Municipales La Reunion : les frères Virapoullé se disputent l'héritage à Saint-André
Municipales La Reunion : les frères Virapoullé se disputent l'héritage à Saint-André

Dans les rues de Saint-André, cinquième ville la plus peuplée de La Réunion, un nom revient comme un refrain, Virapoullé. Le père, Jean-Paul, 81 ans, s’est mis en retrait depuis 2020 mais laisse une empreinte rare, près de 42 années à la mairie (1972-2008 puis 2014-2020), un passage à l’Assemblée (1986-1997) et au Sénat (2001-2011).

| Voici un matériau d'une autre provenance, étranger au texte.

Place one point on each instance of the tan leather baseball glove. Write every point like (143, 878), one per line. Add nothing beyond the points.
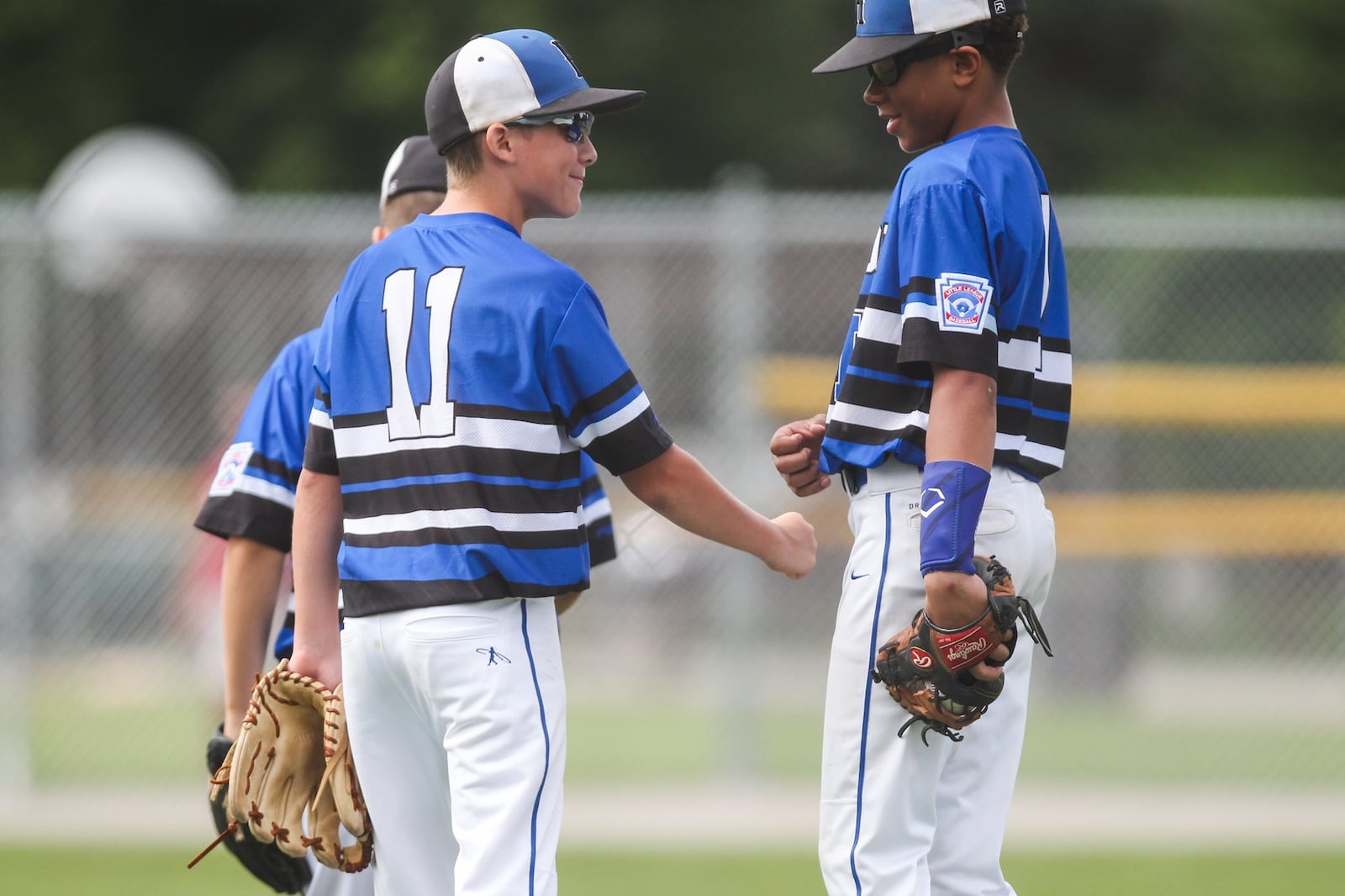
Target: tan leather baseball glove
(293, 755)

Ce dimanche 15 mars, ce sont ses deux fils qui ont occupé l’affiche du premier tour, au coude-à-coude, presque au millimètre. Laurent Virapoullé, 51 ans, soutenu par le RN, arrive deuxième avec 21,71% des suffrages, juste devant son aîné Jean-Marie, 56 ans, centre droit, à 20,8%. Devant eux, le maire sortant Joé Bédier, divers gauche, tient la corde avec 30,02%. Le décor est posé, le lecteur le devine, ce second tour se jouera autant sur les reports de voix que sur la capacité de la droite locale à cesser de se regarder en chiens de faïence.

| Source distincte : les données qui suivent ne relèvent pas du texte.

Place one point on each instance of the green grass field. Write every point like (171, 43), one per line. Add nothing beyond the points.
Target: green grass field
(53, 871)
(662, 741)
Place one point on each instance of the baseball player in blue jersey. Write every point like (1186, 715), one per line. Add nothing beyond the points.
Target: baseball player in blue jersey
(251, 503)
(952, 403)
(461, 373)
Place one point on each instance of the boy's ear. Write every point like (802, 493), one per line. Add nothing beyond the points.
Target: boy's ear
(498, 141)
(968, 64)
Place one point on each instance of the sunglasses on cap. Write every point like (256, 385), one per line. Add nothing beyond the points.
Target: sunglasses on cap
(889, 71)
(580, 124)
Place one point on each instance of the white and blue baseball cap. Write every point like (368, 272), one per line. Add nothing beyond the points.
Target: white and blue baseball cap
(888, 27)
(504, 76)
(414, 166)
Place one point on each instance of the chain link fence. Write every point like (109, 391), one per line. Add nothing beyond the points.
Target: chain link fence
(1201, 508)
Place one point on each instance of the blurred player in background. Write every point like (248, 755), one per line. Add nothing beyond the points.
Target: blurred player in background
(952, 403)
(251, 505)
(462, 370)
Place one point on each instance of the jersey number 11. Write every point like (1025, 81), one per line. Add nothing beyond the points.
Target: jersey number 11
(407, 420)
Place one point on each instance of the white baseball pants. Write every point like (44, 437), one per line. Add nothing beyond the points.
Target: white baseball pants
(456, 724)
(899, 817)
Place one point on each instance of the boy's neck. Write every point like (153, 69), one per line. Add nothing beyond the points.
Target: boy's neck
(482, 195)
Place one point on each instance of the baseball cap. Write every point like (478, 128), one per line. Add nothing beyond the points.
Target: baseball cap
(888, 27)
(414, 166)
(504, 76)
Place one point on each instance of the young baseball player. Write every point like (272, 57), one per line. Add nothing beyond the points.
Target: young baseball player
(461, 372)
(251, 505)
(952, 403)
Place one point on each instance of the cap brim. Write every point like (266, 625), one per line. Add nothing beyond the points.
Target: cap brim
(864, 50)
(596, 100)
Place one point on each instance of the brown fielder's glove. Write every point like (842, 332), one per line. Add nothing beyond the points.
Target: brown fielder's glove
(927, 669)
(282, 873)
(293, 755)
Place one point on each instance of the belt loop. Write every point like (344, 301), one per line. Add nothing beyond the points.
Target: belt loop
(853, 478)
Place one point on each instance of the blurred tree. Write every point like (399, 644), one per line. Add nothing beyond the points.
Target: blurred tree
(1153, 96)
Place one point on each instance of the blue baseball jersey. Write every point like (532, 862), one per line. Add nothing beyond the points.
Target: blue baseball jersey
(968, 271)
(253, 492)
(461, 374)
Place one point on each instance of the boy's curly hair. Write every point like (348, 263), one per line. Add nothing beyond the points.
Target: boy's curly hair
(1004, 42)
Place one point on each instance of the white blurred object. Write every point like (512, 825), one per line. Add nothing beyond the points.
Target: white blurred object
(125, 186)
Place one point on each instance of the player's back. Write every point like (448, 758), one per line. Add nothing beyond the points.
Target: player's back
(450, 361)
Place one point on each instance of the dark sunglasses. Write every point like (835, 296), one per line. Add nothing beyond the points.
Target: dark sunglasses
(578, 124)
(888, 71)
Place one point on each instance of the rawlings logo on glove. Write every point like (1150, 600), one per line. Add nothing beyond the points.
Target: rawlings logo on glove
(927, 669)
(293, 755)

Une droite coupée en deux, un second tour à recomposer

L’entre-deux-tours s’annonce comme un marché serré où chaque mot pèse lourd. Laurent Virapoullé s’est dit favorable à une « alliance », promettant de discuter « sans exclusive et sans tabou » avec ceux qui veulent « du changement » à Saint-André, Jean-Marie Virapoullé évoque lui aussi « une phase de discussion » pour préparer le second tour.

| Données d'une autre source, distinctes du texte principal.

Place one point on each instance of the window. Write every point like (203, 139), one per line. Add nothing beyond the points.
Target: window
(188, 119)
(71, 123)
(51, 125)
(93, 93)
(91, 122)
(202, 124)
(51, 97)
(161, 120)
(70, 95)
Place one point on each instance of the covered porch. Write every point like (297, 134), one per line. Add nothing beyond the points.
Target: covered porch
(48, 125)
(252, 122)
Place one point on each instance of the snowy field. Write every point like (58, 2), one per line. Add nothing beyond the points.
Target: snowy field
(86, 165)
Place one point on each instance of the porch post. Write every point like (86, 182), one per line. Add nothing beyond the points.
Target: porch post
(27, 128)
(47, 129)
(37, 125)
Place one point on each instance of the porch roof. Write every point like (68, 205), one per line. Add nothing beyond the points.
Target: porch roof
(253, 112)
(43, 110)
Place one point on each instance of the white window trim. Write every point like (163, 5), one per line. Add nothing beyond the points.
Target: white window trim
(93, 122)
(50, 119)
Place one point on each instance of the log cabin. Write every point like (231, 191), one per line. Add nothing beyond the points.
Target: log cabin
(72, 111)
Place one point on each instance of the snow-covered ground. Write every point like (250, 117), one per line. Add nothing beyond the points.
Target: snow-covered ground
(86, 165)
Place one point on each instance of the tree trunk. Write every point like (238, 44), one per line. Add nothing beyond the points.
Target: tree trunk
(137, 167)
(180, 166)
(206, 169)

L’équation est simple sur le papier, additionner leurs scores pourrait renverser Joé Bédier, encore faut-il transformer l’arithmétique en dynamique et faire oublier les vieilles crispations, celles qui avaient déjà coûté cher en 2020 lorsque Jean-Marie avait échoué au second tour sur fond de divisions à droite. Le médecin revendique un « renouveau » et se défend d’être « un héritier », quand son frère, chef d’entreprise, assure ne pas être « encarté RN » tout en portant des marqueurs plus tranchés, comme la suppression de l’octroi de mer, et rappelle qu’il s’est engagé pour ne pas « rester spectateur ». Entre continuité familiale et rupture politique, Saint-André s’apprête à arbitrer une succession qui ressemble moins à un passage de témoin qu’à une course de relais mal coordonnée, avec, au bout, la recomposition d’une droite réunionnaise qui joue gros.